Luisteren in het pastorale gesprek
Pastoraal werk heeft alles te maken met luisteren. Het is belangrijk goed te luisteren wanneer je met iemand spreekt, onverschillig op welk terrein. Maar zeker geldt dit wanneer iemand als pastor, ouderling of predikant werkt in het midden van de christelijke gemeente, maar in het bijzonder geldt het ook in het zogenaamde instellingspastoraat. Het is bepaald niet overdreven om te stellen dat goed luisteren minstens de helft van een goed gesprek uitmaakt.
In het Bijbelse spraakgebruik hebben horen en luisteren dezelfde waarde, zeker waar het het horen naar God en Zijn Woord betreft. In ons alledaagse spraakgebruik maakt het een groot verschil of iemand luistert of hoort. Als iemand hoort, is dat veel vrijblijvender dan wanneer iemand luistert. Mensen kunnen een ander horen zonder dat hun hart erbij betrokken is.
We horen iemand en gaan vervolgens over tot de orde van de dag, en geven daarmee de indruk dat we het gehoorde naast ons neerleggen; met alle gevolgen die dat met zich mee kan brengen. Maar als we echt luisteren, voelt onze gesprekspartner zich door ons begrepen in wat hij zegt. Waarom zou God bij Zijn schepping een mens slechts één mond gegeven hebben en twee oren?
Dat deze luisterhouding kenmerk is van het pastorale werk in een zorginstelling is als het intrappen van een open deur.
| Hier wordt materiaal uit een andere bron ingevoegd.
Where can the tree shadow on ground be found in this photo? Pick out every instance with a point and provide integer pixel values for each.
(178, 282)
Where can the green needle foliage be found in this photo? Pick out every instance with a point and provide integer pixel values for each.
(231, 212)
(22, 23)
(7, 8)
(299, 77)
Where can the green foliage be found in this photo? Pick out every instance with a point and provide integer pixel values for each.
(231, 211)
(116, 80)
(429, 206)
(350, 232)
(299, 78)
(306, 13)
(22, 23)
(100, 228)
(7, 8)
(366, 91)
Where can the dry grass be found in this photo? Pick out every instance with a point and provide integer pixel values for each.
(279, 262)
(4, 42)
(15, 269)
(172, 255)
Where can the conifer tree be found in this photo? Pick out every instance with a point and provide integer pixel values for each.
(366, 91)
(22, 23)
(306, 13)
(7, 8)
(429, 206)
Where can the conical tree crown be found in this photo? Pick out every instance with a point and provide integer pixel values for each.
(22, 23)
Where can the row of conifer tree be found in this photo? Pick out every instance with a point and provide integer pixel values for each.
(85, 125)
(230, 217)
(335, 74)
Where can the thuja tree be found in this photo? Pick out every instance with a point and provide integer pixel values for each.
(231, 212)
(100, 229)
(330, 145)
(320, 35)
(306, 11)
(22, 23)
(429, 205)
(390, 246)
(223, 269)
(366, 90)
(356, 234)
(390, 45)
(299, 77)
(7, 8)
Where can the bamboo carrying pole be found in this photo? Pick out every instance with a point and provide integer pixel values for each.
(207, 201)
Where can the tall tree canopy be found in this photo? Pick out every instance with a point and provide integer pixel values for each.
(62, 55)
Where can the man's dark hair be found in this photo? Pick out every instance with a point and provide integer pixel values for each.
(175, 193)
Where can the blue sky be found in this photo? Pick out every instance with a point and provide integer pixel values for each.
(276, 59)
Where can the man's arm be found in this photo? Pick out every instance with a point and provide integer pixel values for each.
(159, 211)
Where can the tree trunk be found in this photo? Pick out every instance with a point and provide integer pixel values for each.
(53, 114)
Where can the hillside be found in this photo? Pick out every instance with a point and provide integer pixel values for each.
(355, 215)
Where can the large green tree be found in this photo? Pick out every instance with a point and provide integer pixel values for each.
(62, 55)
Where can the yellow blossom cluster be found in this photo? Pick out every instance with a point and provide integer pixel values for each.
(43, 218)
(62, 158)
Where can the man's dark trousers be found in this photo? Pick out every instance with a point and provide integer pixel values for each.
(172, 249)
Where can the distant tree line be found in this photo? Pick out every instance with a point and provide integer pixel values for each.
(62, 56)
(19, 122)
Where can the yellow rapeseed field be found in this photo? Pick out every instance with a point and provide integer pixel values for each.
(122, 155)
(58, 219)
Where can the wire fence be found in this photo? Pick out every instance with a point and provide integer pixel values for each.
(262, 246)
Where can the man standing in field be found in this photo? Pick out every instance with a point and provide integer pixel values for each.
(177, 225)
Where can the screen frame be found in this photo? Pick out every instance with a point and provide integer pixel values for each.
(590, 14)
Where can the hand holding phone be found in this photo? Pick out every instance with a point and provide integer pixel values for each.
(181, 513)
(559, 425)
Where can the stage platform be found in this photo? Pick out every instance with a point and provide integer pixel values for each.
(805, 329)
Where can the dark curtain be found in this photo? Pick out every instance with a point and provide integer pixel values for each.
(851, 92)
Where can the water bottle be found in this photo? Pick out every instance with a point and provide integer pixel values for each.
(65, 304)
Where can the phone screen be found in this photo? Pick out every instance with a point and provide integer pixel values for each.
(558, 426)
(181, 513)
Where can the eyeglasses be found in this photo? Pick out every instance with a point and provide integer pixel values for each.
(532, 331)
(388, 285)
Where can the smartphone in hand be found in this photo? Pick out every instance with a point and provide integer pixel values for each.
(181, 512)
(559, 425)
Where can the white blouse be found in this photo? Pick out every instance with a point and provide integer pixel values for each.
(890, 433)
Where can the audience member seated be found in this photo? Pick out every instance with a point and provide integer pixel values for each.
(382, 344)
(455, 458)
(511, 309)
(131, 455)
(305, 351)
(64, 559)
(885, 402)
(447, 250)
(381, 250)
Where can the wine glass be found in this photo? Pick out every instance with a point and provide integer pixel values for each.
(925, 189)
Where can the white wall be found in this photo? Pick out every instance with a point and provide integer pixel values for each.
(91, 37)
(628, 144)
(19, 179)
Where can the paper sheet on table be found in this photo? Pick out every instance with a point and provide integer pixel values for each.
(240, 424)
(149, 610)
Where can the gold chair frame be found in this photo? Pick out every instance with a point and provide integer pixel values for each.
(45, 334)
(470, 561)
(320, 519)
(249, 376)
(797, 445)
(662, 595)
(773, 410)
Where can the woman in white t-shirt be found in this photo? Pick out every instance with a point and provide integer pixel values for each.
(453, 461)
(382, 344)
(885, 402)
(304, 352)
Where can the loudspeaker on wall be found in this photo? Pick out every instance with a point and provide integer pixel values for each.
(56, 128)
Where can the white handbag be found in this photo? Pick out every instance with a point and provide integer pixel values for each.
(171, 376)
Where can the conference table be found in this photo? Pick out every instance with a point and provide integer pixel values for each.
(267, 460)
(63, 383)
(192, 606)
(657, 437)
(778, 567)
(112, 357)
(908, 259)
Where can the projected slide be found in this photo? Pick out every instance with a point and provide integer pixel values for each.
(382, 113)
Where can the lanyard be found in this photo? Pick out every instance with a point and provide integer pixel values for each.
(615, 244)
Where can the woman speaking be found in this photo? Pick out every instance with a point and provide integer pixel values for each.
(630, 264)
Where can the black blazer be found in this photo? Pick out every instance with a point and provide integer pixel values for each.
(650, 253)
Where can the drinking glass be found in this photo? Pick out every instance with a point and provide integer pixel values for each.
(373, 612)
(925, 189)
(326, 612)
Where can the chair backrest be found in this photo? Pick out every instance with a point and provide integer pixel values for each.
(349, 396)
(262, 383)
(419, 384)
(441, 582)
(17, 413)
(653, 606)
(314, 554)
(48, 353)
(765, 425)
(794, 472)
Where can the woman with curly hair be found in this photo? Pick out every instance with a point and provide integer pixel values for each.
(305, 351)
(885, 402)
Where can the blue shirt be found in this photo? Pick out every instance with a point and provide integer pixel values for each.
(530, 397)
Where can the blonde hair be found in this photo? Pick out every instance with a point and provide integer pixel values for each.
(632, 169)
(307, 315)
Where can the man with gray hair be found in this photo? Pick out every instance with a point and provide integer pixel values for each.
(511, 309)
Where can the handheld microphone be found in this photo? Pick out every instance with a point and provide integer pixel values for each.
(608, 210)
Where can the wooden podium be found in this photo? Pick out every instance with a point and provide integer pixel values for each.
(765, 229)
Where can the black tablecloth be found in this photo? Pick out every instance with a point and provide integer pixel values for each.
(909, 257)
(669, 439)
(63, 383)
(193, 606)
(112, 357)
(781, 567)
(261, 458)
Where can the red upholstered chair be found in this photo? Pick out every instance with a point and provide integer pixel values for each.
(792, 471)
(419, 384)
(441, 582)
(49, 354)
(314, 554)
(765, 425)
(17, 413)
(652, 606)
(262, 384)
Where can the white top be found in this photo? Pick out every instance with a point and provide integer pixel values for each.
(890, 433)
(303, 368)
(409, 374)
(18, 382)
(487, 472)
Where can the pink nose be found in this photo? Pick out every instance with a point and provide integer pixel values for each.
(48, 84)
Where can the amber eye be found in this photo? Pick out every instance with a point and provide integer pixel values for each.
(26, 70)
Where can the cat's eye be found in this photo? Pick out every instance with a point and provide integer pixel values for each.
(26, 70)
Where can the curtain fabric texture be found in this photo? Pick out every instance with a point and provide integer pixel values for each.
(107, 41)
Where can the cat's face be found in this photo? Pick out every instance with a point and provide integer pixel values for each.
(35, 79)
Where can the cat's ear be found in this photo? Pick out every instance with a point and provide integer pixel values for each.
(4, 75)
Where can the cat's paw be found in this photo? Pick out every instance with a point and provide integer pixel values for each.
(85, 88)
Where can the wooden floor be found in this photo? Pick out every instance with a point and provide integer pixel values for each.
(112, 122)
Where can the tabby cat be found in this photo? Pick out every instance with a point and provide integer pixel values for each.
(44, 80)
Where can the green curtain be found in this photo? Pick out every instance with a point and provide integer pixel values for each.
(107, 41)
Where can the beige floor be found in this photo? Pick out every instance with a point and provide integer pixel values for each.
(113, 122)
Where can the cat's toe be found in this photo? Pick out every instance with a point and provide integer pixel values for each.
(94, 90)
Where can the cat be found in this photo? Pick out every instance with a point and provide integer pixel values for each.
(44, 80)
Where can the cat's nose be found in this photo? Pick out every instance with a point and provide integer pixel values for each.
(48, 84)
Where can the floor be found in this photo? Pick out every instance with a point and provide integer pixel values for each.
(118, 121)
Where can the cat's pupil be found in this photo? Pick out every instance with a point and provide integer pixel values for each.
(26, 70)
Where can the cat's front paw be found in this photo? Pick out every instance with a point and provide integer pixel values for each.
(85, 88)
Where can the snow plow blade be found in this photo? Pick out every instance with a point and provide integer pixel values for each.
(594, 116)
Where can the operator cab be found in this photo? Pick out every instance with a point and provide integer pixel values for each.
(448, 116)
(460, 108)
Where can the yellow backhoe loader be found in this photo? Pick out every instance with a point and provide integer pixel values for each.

Het is het eerste, tweede en derde gebod van herderlijke zorg in het algemeen en ten aanzien van bewoners van een verpleeghuis in het bijzonder.
Overigens is dit luisteren een moeilijke bezigheid. Je leert het alleen als je hebt gehoord naar Hem, Die het op het gebed leren wil door Zijn Woord en Geest. Dat geeft elke morgen opnieuw een worsteling aan Gods genadetroon.
Door goed te luisteren willen we proberen een relatie op te bouwen met onze bewoners, die we met regelmaat bezoeken. We dienen daarmee ook te aanvaarden hoe iemand is. Want bewoners van een zorginstelling zijn personen met eigen karakters, met hun goede of –in onze ogen– verkeerde eigenschappen. Soms is het moeilijk om in die gebrekkige personen op bed of in een rolstoel, die helemaal geen herkenning geven, degenen te zien zoals zij vroeger waren.
Want ook zij behoren tot hen die in de herderlijke zorg van de grote Opperherder, Jezus Christus, begrepen zijn. Hoe stelt Hij Zijn leven voor Zijn schapen! Hoe koopt Hij hen allen, en hen alleen, vrij met de prijs van Zijn kostbaar bloed! Hoe is Hij groot van ontferming over zielen, die op reis zijn naar de eeuwigheid! Hoe is Hij bewogen, betrokken en eerlijk in de omgang met lammeren en schapen!
En zouden dan nietige onderherders, die zelf zondaren zijn, ziende op deze overste Leidsman en Voleinder des geloofs, anders handelen? De les die iedereen die met bewoners in een verpleeghuis omgaat ter harte mag nemen –familie, verzorgers en ambtsdragers– vinden we in Psalm 41: „Welgelukzalig is hij, die zich verstandiglijk gedraagt jegens den ellendige.”